English, French and German would apply in our European case. One, for example, could speak in English while your interlocutor replied in French – each at his ease.

Those unable to learn these languages would hardly have opinions worth conveying to others, and the sums saved on the cabals of interpreters could be usefully spent on improving vocational education.

She quotes Tyutchev’s (Tiutchev’s) Silentium – here translated as ‘The word, pronounced, is a lie’, but Tyutchev was not above translation himself (I know nothing of his relation to soap and water). And I had no idea Minima Moralia was available in an English translation on the Web.

Thanks to kalebeul

Erwin Wickert

The death of Erwin Wickert, aged 93, was reported recently. Nearly all the German papers gave the impression that his career started in 1955, thus www.tagesschau.de. Der Tagesspiegel has more, and so does Wikipedia.

Last year I bought his Mut und Übermut. Geschichten aus meinem Leben. I got it secondhand from abebooks.de. It cost 80 eurocents – the postage was 1.95. This was on a tip from Trevor, who had encountered Wickert in another incarnation.

It’s interesting to read excerpts from a life spanning the Nazi period. There’s period as an exchange student in the USA in 1935, when it was still isolationist, including a talk with a professor of politics comparing the style of the USA and Nazi Germany; crossing the country on goods trains with the hobos (with photos); in Japan in October 1945, an encounter with an American soldier who, on a six-month course for officers, had stayed in the same room Wickert had had at Dickinson College in Carlisle, Pennsylvania.

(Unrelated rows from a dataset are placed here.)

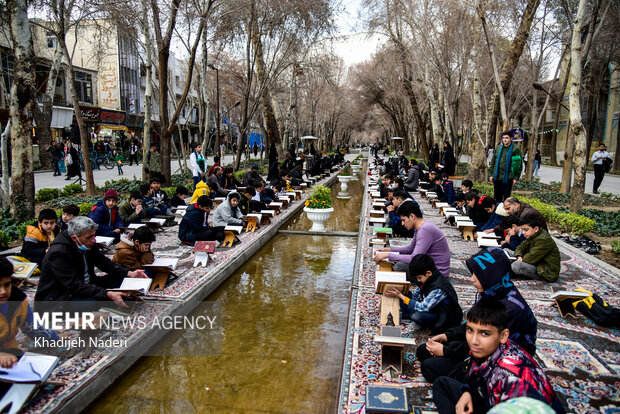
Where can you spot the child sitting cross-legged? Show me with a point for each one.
(39, 237)
(68, 212)
(106, 215)
(16, 315)
(434, 304)
(195, 223)
(538, 257)
(134, 251)
(500, 369)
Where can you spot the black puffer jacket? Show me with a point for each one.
(63, 269)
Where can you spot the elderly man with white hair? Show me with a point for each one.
(68, 272)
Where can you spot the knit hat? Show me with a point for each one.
(492, 268)
(111, 194)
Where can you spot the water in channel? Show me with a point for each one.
(284, 325)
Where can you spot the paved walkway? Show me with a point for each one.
(548, 173)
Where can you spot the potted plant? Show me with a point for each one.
(344, 176)
(319, 207)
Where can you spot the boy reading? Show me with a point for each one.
(132, 211)
(17, 315)
(38, 238)
(105, 214)
(195, 223)
(490, 276)
(180, 195)
(134, 251)
(434, 304)
(538, 257)
(68, 213)
(500, 369)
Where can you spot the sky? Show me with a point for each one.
(353, 43)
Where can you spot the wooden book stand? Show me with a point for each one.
(252, 224)
(230, 239)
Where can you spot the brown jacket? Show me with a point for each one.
(129, 256)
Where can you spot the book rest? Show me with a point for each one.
(230, 239)
(252, 224)
(160, 279)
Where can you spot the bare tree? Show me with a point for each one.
(23, 99)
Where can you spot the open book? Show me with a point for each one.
(166, 262)
(22, 270)
(234, 229)
(31, 367)
(391, 279)
(106, 241)
(133, 284)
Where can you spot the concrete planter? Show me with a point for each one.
(318, 217)
(344, 188)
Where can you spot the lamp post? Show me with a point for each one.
(539, 87)
(217, 108)
(226, 114)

I didn’t find an English obituary of any length, but Dickinson College a couple of years ago linked to a Deutsche Welle article in English, ‘There is Good and Evil in Every Nation’ on Wickert and John Rabe.

LATER NOTE: An interesting article on Wickert by Sherri Kimmel in the Dickinson Magazine, the magazine of the college Wickert attended in the USA, based on her interviews of him at his home in Germany in recent years (see comments).